If you approach court beyond a point, one is guilty of laches. Interestingly, the court gave its judgement on this writ petition in October, 2000 when the petition was filed in April, 1994. There is a proverb saying, ‘justice delayed means justice denied’. If that is to be believed, one gets only judgements in Indian Courts not necessarily the justice. In this case, one can imagine how difficult it would have been for the NBA to collect the information to substantiate its argument regarding the project in our country which has to carry the burden of British legacy of data secrecy.
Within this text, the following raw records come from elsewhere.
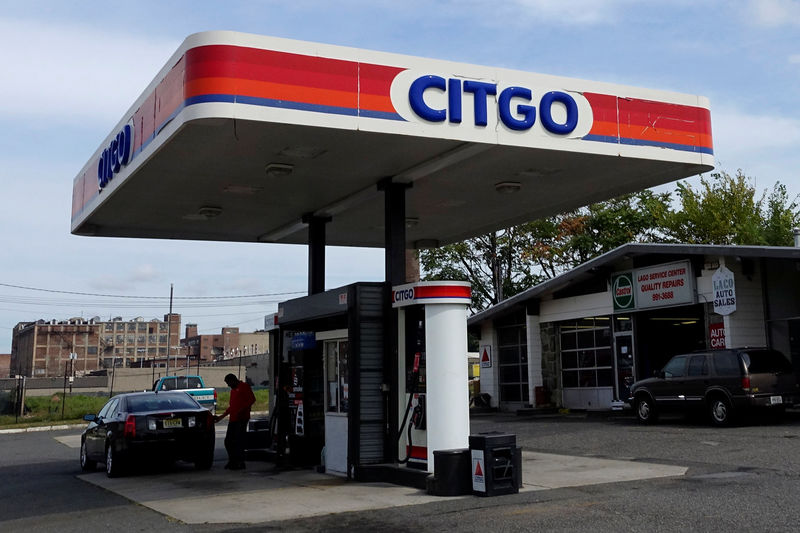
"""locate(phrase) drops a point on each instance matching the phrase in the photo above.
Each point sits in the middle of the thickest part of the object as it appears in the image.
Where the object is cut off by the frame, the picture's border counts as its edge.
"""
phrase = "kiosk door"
(335, 354)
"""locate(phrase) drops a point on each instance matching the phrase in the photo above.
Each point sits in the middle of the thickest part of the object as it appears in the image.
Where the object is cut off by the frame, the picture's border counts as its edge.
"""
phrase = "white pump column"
(447, 390)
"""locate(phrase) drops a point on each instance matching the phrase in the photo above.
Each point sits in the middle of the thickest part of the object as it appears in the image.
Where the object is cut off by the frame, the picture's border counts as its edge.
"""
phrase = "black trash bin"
(451, 473)
(496, 464)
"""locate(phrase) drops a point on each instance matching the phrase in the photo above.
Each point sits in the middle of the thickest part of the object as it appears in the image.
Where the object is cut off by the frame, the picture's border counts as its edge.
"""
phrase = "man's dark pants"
(234, 442)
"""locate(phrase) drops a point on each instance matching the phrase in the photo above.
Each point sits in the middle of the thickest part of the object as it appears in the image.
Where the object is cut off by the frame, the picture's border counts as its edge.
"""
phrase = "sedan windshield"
(160, 402)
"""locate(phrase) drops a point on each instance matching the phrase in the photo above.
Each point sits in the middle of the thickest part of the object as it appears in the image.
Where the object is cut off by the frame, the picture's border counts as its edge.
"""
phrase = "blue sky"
(70, 70)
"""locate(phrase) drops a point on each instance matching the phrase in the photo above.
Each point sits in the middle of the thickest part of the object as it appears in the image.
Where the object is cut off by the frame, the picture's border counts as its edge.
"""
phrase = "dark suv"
(722, 382)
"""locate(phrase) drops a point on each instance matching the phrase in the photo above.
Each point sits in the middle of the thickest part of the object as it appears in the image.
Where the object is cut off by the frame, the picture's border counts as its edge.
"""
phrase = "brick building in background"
(229, 343)
(43, 348)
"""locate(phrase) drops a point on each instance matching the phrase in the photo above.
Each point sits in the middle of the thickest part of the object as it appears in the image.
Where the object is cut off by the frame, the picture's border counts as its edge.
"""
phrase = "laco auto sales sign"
(656, 286)
(724, 291)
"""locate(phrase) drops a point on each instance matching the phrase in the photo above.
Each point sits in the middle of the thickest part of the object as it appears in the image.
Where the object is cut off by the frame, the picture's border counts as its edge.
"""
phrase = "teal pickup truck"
(193, 385)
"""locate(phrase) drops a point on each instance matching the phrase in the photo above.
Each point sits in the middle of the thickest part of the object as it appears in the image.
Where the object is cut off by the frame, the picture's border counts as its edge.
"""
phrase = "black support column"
(395, 239)
(316, 252)
(395, 248)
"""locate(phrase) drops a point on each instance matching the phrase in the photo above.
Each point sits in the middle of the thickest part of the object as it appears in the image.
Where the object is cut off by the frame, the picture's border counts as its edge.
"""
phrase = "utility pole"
(169, 328)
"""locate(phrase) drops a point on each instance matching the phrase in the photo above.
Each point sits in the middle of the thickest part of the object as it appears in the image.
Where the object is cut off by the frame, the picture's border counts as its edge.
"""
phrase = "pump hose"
(400, 431)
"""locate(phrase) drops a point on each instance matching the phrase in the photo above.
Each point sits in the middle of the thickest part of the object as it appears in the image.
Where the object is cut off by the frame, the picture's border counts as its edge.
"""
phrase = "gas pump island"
(255, 139)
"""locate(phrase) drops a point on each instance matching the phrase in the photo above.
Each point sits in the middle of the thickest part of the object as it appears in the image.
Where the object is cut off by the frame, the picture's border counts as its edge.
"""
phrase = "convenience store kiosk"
(337, 390)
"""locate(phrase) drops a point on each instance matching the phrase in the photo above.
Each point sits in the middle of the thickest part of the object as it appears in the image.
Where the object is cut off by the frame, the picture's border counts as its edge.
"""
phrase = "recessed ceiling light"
(279, 170)
(209, 211)
(507, 187)
(245, 190)
(426, 243)
(302, 152)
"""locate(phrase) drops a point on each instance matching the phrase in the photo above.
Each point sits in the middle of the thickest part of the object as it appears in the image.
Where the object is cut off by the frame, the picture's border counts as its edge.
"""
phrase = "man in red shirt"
(242, 398)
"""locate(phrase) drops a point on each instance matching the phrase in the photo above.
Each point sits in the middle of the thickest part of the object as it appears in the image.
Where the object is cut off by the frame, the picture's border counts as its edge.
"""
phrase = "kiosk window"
(336, 376)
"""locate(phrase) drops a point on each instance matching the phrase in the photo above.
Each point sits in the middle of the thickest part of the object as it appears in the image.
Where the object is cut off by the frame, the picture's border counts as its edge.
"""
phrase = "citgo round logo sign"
(623, 291)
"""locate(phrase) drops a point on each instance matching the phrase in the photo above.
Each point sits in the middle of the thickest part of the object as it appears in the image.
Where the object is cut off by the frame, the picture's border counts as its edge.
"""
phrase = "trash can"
(451, 473)
(496, 464)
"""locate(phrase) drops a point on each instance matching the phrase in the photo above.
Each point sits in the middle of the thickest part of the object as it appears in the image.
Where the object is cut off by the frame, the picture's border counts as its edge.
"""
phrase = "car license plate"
(177, 422)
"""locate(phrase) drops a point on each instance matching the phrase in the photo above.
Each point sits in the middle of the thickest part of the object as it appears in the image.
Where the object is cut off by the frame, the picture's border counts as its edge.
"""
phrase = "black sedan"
(145, 427)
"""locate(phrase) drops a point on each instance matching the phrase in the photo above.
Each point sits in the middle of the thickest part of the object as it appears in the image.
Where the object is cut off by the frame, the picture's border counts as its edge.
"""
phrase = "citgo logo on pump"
(403, 295)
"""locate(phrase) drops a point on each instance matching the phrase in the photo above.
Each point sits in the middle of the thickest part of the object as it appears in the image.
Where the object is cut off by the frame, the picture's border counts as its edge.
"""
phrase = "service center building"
(579, 340)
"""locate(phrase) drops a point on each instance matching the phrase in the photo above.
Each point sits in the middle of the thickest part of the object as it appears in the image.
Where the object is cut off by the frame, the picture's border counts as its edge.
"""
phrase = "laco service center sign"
(656, 286)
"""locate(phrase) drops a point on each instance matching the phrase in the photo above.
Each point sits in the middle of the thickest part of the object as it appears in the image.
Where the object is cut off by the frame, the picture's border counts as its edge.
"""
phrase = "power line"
(151, 297)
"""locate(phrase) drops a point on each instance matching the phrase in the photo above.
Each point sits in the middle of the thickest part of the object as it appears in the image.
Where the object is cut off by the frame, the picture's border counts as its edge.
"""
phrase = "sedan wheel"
(87, 464)
(113, 465)
(646, 410)
(720, 411)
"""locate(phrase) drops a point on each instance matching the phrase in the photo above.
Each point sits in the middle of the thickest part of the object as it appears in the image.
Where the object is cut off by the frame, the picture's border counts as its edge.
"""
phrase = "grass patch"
(47, 410)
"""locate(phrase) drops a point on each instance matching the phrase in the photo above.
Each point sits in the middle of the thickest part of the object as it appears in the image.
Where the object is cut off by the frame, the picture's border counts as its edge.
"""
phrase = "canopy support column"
(316, 252)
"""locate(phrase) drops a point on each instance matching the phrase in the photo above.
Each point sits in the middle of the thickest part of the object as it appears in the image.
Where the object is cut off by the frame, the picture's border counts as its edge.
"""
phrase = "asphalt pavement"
(582, 473)
(223, 496)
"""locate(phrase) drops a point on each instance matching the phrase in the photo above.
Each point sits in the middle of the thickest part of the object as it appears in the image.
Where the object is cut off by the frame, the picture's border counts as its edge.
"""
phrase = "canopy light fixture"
(279, 170)
(209, 211)
(507, 187)
(426, 243)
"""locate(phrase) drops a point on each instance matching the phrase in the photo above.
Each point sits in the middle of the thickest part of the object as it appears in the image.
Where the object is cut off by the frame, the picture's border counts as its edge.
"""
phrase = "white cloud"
(145, 273)
(739, 132)
(775, 12)
(71, 72)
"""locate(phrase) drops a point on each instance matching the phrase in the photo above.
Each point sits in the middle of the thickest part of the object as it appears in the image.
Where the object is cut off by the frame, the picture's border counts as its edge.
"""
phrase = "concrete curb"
(58, 427)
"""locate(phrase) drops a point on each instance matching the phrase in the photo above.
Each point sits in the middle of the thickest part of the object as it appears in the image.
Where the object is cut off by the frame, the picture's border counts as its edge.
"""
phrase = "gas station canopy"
(243, 137)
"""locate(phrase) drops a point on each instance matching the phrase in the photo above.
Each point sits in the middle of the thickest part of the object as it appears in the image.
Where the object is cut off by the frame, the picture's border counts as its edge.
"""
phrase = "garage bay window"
(586, 356)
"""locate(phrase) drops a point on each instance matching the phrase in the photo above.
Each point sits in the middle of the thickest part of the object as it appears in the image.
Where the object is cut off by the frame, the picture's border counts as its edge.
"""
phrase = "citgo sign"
(622, 291)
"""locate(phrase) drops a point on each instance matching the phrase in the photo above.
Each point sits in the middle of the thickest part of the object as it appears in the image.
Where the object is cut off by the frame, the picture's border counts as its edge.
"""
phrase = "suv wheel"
(646, 410)
(720, 410)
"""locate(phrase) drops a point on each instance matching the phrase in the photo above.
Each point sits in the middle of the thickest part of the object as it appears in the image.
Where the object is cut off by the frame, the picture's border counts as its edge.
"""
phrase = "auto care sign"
(664, 285)
(716, 334)
(724, 291)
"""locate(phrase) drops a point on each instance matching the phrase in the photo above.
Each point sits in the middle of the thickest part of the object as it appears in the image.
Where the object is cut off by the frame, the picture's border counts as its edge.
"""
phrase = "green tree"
(504, 263)
(726, 209)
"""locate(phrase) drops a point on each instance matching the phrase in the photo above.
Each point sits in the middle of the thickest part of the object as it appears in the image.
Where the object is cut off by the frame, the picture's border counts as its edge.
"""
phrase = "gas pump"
(414, 440)
(432, 341)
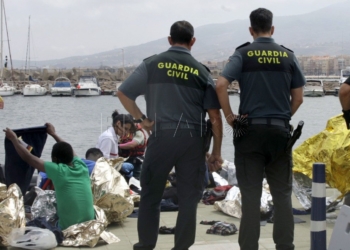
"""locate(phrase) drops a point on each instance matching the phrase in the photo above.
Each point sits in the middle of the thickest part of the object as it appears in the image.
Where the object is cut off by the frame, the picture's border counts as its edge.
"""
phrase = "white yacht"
(6, 89)
(34, 90)
(62, 87)
(314, 88)
(87, 86)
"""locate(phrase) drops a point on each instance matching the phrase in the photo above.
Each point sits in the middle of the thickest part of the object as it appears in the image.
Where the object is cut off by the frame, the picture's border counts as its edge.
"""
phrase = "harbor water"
(80, 121)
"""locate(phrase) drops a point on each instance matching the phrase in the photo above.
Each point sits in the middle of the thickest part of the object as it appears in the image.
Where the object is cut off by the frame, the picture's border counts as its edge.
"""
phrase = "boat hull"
(313, 93)
(87, 92)
(61, 92)
(7, 92)
(34, 91)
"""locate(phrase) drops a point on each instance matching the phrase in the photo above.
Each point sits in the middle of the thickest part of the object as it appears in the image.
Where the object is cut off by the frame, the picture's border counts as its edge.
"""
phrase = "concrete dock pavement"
(127, 232)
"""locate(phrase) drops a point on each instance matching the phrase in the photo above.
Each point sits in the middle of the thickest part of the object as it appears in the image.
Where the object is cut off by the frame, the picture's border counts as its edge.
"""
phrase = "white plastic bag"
(32, 238)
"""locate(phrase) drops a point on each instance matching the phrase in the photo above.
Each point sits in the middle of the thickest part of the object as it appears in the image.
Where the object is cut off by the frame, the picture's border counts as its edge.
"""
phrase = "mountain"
(322, 32)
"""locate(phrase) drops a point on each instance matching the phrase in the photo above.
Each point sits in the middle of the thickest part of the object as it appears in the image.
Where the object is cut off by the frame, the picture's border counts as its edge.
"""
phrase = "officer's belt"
(269, 121)
(172, 125)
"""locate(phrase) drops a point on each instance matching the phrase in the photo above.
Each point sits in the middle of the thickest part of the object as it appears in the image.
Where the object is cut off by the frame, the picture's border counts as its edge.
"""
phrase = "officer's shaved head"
(261, 20)
(181, 32)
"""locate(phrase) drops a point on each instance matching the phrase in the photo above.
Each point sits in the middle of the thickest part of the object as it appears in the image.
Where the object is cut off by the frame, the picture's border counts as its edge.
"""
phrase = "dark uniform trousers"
(261, 151)
(168, 148)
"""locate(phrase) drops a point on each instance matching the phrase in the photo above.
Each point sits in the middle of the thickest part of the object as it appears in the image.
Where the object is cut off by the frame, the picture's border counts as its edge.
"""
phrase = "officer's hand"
(346, 115)
(214, 162)
(147, 125)
(10, 135)
(50, 129)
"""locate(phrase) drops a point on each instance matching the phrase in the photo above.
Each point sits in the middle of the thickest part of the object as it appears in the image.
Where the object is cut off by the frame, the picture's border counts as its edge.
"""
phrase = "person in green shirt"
(69, 175)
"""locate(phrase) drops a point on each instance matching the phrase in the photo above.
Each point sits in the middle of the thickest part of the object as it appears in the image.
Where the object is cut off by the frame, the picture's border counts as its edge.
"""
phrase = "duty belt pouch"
(240, 126)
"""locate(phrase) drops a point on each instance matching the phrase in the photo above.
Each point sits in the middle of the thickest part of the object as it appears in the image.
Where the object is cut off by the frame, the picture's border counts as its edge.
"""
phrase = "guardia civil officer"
(271, 85)
(344, 97)
(178, 92)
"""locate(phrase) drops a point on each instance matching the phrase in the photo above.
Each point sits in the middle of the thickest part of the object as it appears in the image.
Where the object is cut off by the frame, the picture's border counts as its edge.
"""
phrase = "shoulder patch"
(243, 45)
(149, 57)
(206, 67)
(287, 48)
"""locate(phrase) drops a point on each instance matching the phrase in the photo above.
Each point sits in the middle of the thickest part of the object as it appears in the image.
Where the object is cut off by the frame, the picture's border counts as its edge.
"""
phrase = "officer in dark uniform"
(178, 92)
(344, 97)
(271, 85)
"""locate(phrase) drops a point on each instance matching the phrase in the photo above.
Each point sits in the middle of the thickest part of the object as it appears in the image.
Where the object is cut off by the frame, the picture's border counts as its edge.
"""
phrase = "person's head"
(122, 123)
(181, 33)
(261, 23)
(62, 152)
(93, 154)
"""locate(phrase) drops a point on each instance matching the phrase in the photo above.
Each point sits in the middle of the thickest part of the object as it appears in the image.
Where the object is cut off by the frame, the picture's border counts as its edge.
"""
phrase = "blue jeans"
(127, 169)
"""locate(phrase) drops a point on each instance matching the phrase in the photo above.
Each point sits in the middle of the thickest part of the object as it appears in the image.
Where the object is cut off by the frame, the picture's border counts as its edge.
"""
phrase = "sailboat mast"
(2, 40)
(28, 50)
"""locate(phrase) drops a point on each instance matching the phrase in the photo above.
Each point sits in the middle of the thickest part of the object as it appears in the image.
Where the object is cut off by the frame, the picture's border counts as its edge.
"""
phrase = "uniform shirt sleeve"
(298, 78)
(135, 84)
(233, 68)
(347, 81)
(105, 146)
(211, 100)
(52, 170)
(139, 138)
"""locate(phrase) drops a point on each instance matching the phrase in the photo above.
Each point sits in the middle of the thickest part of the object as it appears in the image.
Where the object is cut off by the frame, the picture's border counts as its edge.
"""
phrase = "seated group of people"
(124, 139)
(70, 174)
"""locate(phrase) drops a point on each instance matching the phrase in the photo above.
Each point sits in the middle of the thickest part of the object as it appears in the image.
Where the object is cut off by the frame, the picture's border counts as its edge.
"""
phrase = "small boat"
(87, 86)
(314, 88)
(62, 87)
(6, 89)
(34, 90)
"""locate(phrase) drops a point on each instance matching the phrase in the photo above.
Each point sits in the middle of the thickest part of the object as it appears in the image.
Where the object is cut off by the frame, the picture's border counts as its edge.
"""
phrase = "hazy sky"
(64, 28)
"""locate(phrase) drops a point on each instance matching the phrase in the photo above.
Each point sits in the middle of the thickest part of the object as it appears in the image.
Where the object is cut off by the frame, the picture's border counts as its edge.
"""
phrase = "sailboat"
(5, 88)
(32, 89)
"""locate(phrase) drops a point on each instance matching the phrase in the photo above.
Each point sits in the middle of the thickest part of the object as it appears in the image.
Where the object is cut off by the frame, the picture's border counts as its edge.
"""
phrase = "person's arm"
(50, 129)
(221, 90)
(106, 146)
(344, 96)
(296, 99)
(215, 159)
(128, 145)
(137, 139)
(26, 156)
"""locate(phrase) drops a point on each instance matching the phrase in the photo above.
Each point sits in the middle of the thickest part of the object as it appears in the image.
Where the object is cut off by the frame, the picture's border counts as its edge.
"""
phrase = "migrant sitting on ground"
(108, 140)
(133, 147)
(69, 175)
(91, 156)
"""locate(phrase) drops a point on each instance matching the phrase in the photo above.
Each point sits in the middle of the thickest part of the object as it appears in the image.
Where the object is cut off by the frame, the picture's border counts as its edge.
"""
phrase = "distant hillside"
(322, 32)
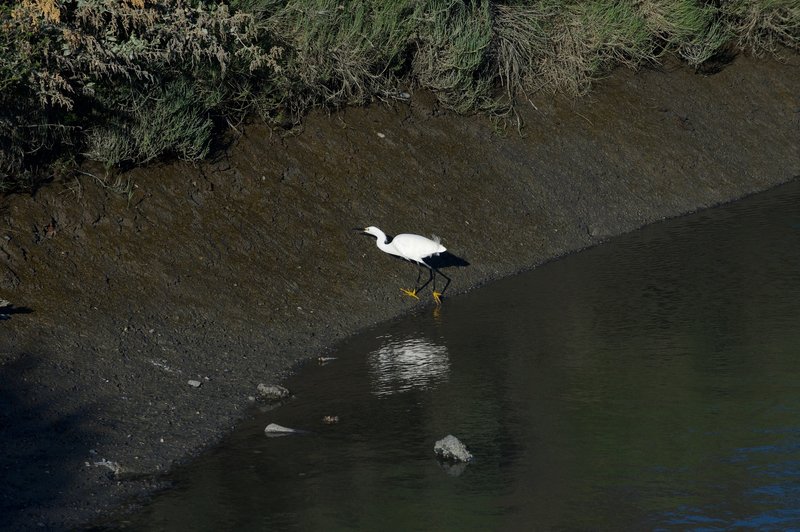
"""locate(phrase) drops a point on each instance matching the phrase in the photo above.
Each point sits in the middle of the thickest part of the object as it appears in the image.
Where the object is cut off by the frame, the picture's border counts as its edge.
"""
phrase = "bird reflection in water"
(405, 364)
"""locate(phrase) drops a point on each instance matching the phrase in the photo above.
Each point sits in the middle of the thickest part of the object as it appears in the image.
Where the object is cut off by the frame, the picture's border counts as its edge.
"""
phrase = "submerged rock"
(272, 392)
(273, 429)
(450, 448)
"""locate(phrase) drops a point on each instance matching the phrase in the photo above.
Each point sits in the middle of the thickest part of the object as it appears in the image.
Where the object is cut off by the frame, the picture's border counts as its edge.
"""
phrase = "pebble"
(272, 392)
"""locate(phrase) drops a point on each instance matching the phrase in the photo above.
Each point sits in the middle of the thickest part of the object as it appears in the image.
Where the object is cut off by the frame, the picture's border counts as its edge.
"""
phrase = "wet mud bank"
(230, 273)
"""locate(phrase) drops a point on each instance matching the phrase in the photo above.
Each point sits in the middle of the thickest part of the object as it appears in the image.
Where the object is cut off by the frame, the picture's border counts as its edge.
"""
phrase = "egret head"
(371, 230)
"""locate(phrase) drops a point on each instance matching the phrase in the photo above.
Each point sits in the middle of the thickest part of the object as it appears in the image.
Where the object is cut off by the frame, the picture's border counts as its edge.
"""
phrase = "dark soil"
(232, 272)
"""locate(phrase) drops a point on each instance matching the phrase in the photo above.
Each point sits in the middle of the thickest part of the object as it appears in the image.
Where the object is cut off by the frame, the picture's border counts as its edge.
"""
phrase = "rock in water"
(273, 429)
(272, 392)
(450, 448)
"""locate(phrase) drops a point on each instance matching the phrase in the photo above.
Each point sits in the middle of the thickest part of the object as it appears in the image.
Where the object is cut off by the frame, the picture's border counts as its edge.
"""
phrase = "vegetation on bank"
(124, 82)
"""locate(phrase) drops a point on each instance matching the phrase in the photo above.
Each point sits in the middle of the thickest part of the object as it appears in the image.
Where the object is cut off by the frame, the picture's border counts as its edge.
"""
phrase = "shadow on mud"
(43, 448)
(9, 309)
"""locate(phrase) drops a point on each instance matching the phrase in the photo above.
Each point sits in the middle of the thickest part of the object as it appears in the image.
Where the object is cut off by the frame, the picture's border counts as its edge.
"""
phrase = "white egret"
(414, 248)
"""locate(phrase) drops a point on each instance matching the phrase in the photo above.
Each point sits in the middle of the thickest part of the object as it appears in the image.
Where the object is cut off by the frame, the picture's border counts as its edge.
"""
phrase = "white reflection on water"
(408, 363)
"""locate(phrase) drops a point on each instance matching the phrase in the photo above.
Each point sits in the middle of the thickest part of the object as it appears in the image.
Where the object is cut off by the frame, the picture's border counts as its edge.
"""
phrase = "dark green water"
(649, 383)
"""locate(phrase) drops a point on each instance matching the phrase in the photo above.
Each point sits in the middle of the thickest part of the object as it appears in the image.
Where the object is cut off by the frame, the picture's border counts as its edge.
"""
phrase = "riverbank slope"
(232, 271)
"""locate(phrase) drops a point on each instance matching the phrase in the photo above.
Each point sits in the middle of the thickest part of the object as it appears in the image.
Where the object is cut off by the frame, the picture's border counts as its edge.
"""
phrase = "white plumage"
(415, 248)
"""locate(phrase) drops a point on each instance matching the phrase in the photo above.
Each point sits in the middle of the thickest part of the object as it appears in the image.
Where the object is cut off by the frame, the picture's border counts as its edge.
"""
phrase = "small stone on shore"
(272, 392)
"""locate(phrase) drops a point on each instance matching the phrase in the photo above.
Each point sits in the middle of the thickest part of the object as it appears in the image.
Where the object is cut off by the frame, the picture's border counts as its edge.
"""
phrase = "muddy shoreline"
(234, 271)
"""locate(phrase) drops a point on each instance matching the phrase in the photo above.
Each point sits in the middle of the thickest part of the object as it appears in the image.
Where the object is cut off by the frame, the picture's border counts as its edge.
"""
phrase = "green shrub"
(127, 81)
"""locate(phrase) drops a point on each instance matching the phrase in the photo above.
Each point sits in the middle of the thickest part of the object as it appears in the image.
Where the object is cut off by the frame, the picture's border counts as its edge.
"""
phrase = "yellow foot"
(410, 293)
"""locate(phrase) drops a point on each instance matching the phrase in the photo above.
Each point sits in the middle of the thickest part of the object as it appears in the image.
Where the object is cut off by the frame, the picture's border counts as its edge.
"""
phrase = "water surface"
(652, 382)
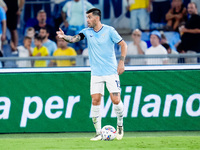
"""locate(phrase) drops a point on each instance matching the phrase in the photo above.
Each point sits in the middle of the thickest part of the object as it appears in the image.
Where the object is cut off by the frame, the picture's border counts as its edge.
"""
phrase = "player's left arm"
(121, 68)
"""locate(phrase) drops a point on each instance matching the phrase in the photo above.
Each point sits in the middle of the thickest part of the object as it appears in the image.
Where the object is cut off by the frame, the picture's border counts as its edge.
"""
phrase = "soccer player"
(101, 39)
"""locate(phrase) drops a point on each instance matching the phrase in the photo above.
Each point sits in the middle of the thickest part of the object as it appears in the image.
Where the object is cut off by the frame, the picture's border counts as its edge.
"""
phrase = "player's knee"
(96, 101)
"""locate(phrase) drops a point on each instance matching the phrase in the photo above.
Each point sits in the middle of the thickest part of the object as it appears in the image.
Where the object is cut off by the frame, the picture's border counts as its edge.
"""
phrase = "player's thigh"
(133, 19)
(113, 83)
(97, 85)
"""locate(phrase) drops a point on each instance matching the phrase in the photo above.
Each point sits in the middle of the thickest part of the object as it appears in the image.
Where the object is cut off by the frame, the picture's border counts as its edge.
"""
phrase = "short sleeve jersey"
(101, 50)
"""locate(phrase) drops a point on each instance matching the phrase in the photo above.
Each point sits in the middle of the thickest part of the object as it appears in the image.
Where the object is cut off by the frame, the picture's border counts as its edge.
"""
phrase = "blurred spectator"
(73, 18)
(160, 8)
(3, 4)
(190, 39)
(170, 51)
(39, 50)
(137, 47)
(63, 50)
(2, 27)
(176, 15)
(13, 13)
(197, 2)
(49, 44)
(42, 19)
(30, 32)
(156, 49)
(2, 31)
(139, 14)
(25, 51)
(57, 12)
(187, 60)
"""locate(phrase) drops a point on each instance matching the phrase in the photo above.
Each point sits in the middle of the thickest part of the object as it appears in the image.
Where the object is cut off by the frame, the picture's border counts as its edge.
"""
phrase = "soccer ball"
(108, 133)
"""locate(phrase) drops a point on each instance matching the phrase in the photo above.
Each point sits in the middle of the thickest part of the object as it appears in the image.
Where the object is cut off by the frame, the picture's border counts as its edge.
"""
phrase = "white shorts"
(112, 84)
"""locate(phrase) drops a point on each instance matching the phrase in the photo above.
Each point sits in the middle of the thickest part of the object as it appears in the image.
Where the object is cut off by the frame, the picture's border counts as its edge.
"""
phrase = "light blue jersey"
(101, 50)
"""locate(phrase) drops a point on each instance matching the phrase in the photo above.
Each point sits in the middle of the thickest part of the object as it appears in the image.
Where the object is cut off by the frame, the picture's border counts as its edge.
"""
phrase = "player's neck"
(98, 27)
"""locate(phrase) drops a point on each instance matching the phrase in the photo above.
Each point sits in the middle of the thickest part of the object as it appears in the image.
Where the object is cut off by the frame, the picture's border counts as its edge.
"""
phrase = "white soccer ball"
(108, 133)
That is not easy even for the government as is evident in the Ministry of Environment and Forests’ note to PM dated December 19, 1986 “Taking note of the fact that the project formulation has been in progress for more than three decades and the active interaction of the Project authorities with the Department of Environment has been going on for almost three years, the absence and inadequacy of data on important environmental aspects still persists.”

Information is the key
It could have been a possibility had these surveys were done properly, the information might have further strengthened the case of the Project Authorities or it might have given the credentials to the argument forwarded by the NBA. Both parties apparently fought the case with the “claimed truths’ or ‘half truths’. As far as the Supreme Court is concerned, it was convinced with the development model proposed by the Government. The chapter on SSP may be considered as closed after this verdict and everyone must respect the verdict. However, the issues related to data accessibility and quality, right to information, people’s participation in decision making, information sharing by the government with its people and even the relevance of the big dams can still be discussed and debated.